Credit should be given to the many general hospitals and special hospitals which through their own public relations officers did produce some extremely helpful and informative psychiatric information. Particularly commendable were the efforts at Mason General Hospital, N. Y., Darnall General Hospital, Ky., Kennedy General Hospital, Tenn., and Northington General Hospital, Ala. Particular individuals in the War Department Bureau of Public Relations and various echelons were extremely helpful, notably Lt. Col. Robert Brown, Lt. Col. Harry Lutgens, Maj. Munro Leaf, and Capt. Steve McDonough. There were a few outstanding civilian newswriters who took a special interest in the field of neuropsychiatry, notably Will O'Neil of the Chicago Sun, Marjorie Vandewater of Science Service, Albert Deutsch of the newspaper PM, Mr. David


Dietz of Scripps-Howard syndicate from Cleveland, and Col. Joseph Green of the Infantry Journal.

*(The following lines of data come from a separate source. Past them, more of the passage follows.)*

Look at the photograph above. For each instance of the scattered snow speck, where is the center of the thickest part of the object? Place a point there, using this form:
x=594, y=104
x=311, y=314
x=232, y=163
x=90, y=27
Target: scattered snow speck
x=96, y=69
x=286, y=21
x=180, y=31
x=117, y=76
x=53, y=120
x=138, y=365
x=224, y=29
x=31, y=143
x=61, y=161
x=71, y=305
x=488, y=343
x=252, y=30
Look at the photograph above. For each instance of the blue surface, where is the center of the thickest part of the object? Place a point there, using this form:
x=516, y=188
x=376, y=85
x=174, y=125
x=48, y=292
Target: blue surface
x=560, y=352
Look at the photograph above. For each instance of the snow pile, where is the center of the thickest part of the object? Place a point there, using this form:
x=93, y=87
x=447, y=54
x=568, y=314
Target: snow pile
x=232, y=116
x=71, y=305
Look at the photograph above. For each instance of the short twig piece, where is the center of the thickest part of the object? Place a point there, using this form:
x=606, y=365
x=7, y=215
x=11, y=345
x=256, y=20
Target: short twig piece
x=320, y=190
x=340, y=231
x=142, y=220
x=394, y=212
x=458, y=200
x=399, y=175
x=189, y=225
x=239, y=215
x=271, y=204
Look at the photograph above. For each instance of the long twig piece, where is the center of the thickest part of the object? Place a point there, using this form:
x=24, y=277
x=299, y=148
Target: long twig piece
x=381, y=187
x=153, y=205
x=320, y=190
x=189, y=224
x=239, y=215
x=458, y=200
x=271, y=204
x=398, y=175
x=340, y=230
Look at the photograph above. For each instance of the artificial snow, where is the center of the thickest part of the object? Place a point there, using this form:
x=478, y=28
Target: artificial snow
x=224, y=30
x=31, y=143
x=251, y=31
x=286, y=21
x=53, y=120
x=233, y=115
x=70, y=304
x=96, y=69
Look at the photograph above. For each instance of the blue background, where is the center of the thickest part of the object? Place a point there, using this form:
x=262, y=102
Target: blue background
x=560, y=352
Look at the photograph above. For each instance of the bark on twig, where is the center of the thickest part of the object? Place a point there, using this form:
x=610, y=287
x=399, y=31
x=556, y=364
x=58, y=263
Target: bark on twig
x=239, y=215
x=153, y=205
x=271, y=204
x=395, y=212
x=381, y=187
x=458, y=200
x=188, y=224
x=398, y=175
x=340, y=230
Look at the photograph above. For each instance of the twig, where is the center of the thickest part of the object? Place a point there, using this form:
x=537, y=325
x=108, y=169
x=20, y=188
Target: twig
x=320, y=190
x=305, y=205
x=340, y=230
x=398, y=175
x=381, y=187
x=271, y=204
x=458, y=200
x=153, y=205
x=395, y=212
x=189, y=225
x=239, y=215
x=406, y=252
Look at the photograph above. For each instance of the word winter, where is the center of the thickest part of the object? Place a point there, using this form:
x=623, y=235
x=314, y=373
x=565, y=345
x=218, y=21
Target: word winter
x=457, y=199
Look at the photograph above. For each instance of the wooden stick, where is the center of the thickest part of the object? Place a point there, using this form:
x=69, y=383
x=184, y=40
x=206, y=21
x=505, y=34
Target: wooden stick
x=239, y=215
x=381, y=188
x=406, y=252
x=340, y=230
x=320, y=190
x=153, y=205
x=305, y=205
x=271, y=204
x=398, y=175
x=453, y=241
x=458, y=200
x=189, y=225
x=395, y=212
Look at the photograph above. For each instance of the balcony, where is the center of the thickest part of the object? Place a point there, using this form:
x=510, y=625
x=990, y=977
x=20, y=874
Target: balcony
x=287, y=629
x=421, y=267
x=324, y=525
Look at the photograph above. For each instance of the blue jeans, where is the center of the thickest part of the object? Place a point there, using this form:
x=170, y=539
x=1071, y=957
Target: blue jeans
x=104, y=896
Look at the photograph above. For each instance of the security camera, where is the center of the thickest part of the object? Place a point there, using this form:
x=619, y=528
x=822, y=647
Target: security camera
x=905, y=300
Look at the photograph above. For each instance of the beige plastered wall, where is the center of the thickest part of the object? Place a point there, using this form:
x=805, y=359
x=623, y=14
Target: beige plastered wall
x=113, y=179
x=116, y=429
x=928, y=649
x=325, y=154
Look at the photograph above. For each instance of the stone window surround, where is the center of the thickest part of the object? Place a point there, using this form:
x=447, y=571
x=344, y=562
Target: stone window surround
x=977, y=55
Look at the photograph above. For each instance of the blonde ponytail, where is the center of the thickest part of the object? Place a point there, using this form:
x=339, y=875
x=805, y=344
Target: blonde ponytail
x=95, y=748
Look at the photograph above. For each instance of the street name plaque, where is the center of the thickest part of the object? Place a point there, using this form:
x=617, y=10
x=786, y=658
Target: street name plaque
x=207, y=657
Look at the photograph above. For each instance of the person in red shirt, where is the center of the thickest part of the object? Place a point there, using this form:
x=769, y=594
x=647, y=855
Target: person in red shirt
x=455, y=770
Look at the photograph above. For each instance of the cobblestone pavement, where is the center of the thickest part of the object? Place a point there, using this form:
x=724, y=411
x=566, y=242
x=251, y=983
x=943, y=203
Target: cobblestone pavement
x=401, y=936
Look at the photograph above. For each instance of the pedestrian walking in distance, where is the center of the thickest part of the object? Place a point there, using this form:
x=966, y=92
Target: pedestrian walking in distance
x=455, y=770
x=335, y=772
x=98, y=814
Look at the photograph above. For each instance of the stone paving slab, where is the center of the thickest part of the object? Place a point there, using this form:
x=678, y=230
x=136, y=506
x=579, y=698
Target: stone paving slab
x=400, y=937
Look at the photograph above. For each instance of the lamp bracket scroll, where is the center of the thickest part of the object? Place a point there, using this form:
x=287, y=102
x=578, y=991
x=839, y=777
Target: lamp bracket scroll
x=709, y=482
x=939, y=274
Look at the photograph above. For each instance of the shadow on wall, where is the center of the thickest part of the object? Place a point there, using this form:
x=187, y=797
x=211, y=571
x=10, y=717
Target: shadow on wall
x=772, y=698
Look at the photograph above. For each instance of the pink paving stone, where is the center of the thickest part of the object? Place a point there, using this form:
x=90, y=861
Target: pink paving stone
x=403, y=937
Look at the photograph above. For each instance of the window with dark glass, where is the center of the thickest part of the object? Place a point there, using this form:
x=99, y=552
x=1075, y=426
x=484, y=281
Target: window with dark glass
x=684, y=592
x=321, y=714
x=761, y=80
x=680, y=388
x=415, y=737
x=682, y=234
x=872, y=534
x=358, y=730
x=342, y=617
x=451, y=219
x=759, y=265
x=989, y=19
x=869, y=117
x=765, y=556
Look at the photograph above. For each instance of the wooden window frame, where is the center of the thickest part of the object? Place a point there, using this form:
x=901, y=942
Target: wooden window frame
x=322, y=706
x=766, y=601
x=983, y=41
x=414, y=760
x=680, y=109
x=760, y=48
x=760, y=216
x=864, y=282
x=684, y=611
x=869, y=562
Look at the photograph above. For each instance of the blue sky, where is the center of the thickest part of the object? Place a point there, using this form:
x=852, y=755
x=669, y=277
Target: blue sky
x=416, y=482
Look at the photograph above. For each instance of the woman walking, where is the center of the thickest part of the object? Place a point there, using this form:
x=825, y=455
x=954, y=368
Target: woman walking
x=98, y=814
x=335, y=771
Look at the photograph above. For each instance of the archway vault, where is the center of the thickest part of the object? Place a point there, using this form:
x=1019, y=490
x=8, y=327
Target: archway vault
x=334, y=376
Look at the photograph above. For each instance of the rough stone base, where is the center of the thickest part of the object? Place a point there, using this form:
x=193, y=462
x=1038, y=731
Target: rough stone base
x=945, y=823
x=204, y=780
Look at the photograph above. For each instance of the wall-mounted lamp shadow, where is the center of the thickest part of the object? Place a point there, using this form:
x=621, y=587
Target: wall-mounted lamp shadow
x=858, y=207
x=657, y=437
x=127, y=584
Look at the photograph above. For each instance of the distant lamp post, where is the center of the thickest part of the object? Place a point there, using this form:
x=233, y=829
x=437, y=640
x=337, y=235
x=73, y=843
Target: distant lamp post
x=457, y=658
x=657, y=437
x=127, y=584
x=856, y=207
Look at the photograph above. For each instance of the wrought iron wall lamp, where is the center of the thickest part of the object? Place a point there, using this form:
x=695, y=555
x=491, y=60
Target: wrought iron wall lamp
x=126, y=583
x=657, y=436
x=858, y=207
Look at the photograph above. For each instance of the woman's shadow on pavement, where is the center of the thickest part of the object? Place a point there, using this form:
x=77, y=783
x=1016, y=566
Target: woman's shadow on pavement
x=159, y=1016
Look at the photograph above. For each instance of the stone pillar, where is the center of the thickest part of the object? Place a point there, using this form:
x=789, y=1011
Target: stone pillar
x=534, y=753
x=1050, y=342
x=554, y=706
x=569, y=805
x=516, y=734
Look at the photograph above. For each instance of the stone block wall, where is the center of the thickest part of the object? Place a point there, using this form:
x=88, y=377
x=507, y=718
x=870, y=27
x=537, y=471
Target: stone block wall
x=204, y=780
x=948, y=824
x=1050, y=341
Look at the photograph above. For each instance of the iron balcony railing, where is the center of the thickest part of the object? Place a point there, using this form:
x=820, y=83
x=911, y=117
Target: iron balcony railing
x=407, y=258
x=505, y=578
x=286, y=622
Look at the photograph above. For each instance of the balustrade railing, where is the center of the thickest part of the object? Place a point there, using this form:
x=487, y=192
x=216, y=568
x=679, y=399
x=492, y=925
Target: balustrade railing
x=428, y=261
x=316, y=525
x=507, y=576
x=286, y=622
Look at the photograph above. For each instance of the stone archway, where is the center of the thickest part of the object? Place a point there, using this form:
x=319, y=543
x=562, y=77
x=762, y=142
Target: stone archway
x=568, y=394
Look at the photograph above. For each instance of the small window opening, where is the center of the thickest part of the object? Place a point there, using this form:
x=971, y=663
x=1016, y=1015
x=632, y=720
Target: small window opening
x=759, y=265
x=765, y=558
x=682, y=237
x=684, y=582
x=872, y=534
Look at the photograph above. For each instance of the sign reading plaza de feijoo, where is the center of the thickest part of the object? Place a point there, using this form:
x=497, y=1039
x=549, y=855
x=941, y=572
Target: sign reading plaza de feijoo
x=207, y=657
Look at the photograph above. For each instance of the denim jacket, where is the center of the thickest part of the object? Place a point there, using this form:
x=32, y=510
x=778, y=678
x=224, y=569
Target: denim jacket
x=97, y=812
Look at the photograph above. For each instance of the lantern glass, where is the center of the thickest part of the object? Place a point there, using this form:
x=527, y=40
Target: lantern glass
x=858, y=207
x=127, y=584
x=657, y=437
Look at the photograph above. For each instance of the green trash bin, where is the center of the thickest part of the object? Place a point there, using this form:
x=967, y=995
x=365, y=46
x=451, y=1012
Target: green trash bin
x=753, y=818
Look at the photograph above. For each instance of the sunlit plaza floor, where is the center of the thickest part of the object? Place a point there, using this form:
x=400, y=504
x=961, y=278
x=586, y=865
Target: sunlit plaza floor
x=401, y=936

Nearly every psychiatrist in the Army experienced, to some degree, the necessity for selling himself and his wares. This was true especially in his dealings with Medical Department officers-above all, with those in command positions. The situation was, in part, a carryover from civilian life, where the layman is occasionally better informed psychiatrically than the medical person and is more willing to consider psychiatric advice. That such a problem existed, however, was due largely to the glaring deficiencies in the psychiatric education of doctors, especially in medical schools, which came to light in bold relief during the war. Of course, some of the difficulties resulted from the actions of some poorly informed and injudicious members of the psychiatric specialty. Often one heard the expression, particularly from medical officers: "You don't look or act like a psychiatrist. You look normal." Early in the war, these same difficulties were experienced from the lowest echelon up to the Washington level.